Taylor Banking Company of Berlin, Maryland (Bank). The Bank, which commenced
operation in 1890, is a commercial bank incorporated under the laws of the State
of Maryland on December 17, 1907, with a main office located in Berlin,
Maryland.
Location and Service Area
The Company, through the Bank, is engaged in a general commercial and retail
banking business serving individuals, small- to medium-sized businesses,
professional organizations, and governmental units. The Bank operates nine
branches located throughout Worcester County, Maryland and one branch located in
Sussex County, Delaware.
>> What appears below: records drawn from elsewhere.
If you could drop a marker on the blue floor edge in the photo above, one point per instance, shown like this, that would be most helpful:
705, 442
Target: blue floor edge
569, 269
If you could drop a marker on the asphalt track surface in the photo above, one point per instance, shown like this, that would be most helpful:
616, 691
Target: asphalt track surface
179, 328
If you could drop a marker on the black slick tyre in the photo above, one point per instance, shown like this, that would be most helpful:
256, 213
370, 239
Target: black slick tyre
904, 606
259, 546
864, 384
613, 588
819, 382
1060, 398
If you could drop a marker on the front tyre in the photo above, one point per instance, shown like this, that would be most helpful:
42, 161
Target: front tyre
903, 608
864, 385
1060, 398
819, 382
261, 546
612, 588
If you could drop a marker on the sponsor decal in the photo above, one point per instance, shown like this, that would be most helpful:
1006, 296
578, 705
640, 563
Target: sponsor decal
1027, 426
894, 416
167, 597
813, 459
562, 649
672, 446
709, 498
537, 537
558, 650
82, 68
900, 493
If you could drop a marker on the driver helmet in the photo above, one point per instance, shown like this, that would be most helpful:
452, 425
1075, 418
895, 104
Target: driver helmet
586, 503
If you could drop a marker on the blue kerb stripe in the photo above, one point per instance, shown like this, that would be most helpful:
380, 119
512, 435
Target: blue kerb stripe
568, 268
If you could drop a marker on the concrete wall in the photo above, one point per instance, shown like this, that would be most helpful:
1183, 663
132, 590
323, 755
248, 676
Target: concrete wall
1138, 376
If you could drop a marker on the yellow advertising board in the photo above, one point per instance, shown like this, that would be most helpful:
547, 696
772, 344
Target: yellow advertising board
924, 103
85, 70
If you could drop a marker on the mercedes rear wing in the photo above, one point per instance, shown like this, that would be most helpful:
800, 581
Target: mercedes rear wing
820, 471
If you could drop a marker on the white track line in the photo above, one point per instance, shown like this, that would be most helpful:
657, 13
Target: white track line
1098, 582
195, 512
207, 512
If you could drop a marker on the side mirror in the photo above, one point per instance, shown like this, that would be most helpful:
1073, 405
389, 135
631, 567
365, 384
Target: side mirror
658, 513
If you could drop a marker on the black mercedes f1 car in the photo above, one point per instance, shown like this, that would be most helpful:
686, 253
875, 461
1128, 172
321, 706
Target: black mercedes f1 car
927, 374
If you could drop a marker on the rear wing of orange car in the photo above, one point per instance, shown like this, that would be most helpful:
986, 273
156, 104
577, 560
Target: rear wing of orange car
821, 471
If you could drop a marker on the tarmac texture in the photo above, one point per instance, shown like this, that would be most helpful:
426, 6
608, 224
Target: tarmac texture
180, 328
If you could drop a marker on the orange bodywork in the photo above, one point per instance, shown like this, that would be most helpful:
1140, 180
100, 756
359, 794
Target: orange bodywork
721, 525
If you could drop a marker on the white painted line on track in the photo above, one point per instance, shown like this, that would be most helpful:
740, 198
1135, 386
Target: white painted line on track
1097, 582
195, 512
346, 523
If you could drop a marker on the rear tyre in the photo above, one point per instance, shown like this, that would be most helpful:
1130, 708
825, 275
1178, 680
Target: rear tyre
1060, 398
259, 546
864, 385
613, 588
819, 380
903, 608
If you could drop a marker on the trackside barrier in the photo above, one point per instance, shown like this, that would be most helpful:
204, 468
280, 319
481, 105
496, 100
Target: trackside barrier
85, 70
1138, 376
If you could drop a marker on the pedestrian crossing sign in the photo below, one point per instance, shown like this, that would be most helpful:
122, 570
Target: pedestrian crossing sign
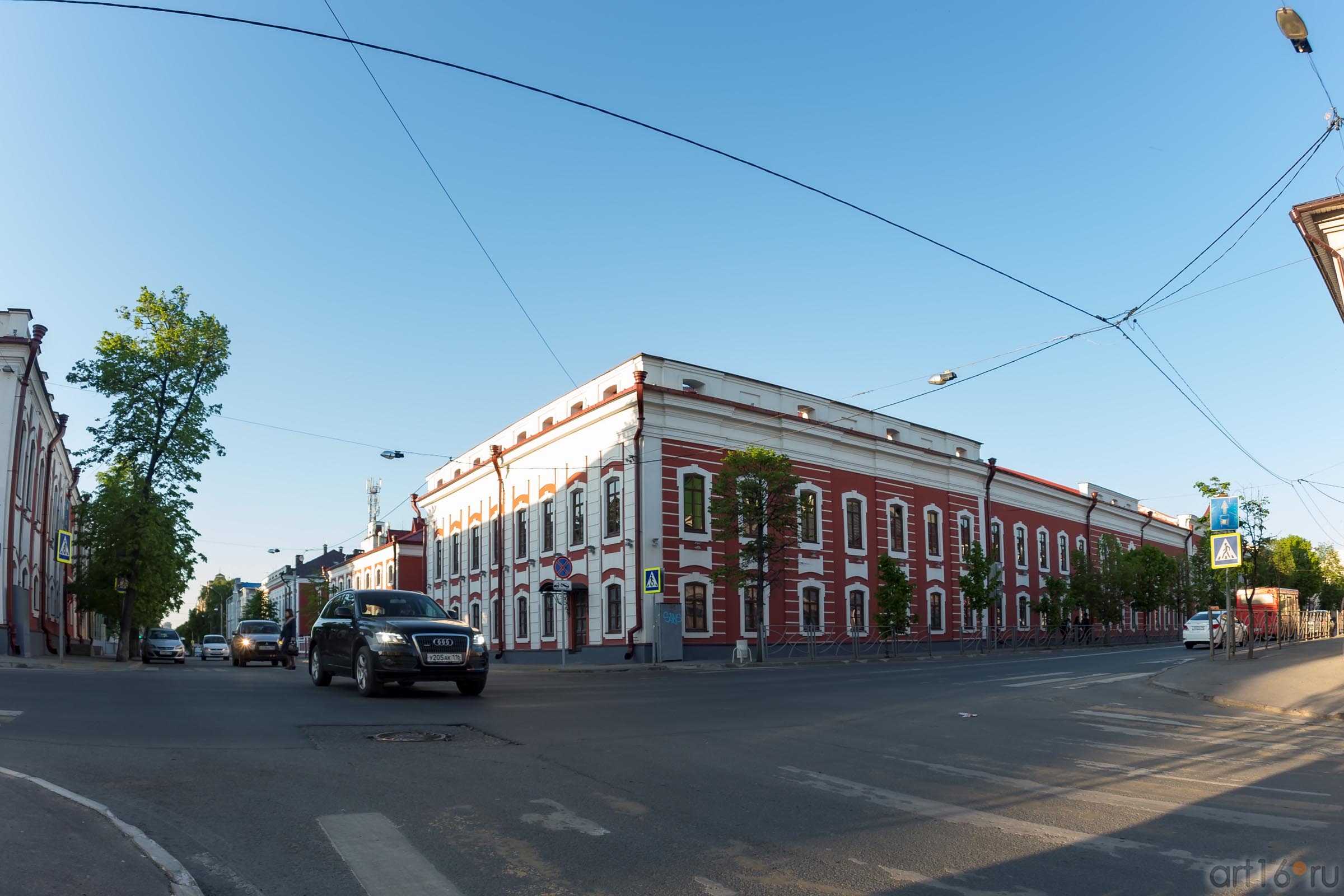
654, 581
1225, 550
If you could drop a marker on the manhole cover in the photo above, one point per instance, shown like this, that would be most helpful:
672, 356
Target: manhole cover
409, 736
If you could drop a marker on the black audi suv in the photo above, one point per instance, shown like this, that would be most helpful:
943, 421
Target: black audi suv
378, 637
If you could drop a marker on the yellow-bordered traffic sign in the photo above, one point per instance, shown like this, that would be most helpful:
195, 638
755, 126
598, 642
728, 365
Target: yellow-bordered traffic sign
1225, 550
654, 581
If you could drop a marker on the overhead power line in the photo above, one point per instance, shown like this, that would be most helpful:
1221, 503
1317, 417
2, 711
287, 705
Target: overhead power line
449, 197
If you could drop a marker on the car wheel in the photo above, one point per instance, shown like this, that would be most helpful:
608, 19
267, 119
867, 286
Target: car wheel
320, 678
365, 676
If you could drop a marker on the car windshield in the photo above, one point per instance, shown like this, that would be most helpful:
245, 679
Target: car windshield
400, 604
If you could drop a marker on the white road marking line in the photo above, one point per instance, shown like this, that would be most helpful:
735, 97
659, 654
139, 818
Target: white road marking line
1228, 782
563, 820
1107, 799
1108, 680
1050, 682
1114, 847
714, 888
916, 878
382, 860
1132, 718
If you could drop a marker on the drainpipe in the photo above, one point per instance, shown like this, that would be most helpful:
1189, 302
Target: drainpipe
46, 526
34, 347
496, 452
1088, 528
639, 519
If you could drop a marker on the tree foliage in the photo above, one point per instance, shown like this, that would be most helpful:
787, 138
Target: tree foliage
895, 591
158, 378
754, 510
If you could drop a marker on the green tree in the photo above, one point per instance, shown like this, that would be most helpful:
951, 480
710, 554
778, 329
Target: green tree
1150, 575
980, 582
158, 378
260, 606
754, 508
1054, 605
895, 591
162, 536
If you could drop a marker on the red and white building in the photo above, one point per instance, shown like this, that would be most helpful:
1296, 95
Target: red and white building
41, 491
616, 474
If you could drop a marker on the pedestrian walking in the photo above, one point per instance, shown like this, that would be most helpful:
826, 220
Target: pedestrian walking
288, 640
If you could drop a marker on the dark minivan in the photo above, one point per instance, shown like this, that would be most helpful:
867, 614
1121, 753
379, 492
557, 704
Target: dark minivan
378, 637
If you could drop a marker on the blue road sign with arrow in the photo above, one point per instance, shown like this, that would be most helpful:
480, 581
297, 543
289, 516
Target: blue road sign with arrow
1225, 514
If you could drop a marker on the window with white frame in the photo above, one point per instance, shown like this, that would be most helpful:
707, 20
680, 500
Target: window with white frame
854, 523
810, 608
577, 533
749, 610
615, 609
693, 503
810, 516
612, 508
521, 618
933, 533
936, 614
697, 612
897, 514
548, 526
858, 610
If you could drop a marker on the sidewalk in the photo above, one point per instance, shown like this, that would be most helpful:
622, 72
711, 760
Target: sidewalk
1300, 680
78, 664
55, 847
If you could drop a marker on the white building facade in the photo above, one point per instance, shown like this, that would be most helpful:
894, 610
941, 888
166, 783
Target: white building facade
539, 535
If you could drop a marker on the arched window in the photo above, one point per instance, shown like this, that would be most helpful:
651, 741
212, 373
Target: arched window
615, 609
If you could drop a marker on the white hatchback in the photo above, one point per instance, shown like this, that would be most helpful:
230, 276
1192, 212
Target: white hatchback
1197, 629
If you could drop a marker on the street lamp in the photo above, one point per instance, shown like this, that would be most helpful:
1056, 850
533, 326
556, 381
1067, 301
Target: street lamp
1294, 29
The Bank draws most of its customer deposits and
conducts most of its lending transactions within the communities in which these
branches are located.
Much of the Bank’s service area is located along the shores of the Atlantic
Ocean and has grown as both a resort and a retirement community. The principal
components of the economy are tourism and agriculture. Berlin has a strong
component of health-care related businesses. The tourist businesses of Ocean
City, Maryland and Bethany, Delaware and the health-care facilities in Berlin,
Maryland (including Berlin Nursing Home and Atlantic General Hospital) are among
the largest employers in the counties.
Banking Products and Services
The Bank offers a full range of deposit services including checking, NOW,
Money Market, and savings accounts, and time deposits including certificates of
deposit. The transaction, savings, and certificate of deposit accounts are
tailored to the Bank’s principal market areas at rates competitive to those
offered in the area. The Bank also offers Individual Retirement Accounts (IRA),
Health Savings Accounts, and Education Savings Accounts. All deposits are
insured by the Federal Deposit Insurance Corporation (FDIC) up to the maximum
amount allowed by law. The Bank solicits these accounts from individuals,
businesses, associations and organizations, and governmental authorities. The
Bank offers individual customers up to $50 million in FDIC insured deposits
through the Certificate of Deposit Account Registry Services®
(CDARS).
The Bank also offers a full range of short- to medium-term commercial and
personal loans. Commercial loans include both secured and unsecured loans for
working capital (including inventory and receivables), business expansion
(including acquisition of real estate and improvements), and purchase of
equipment and machinery. Consumer loans include secured and unsecured loans for
financing automobiles, home improvements, education, and personal investments.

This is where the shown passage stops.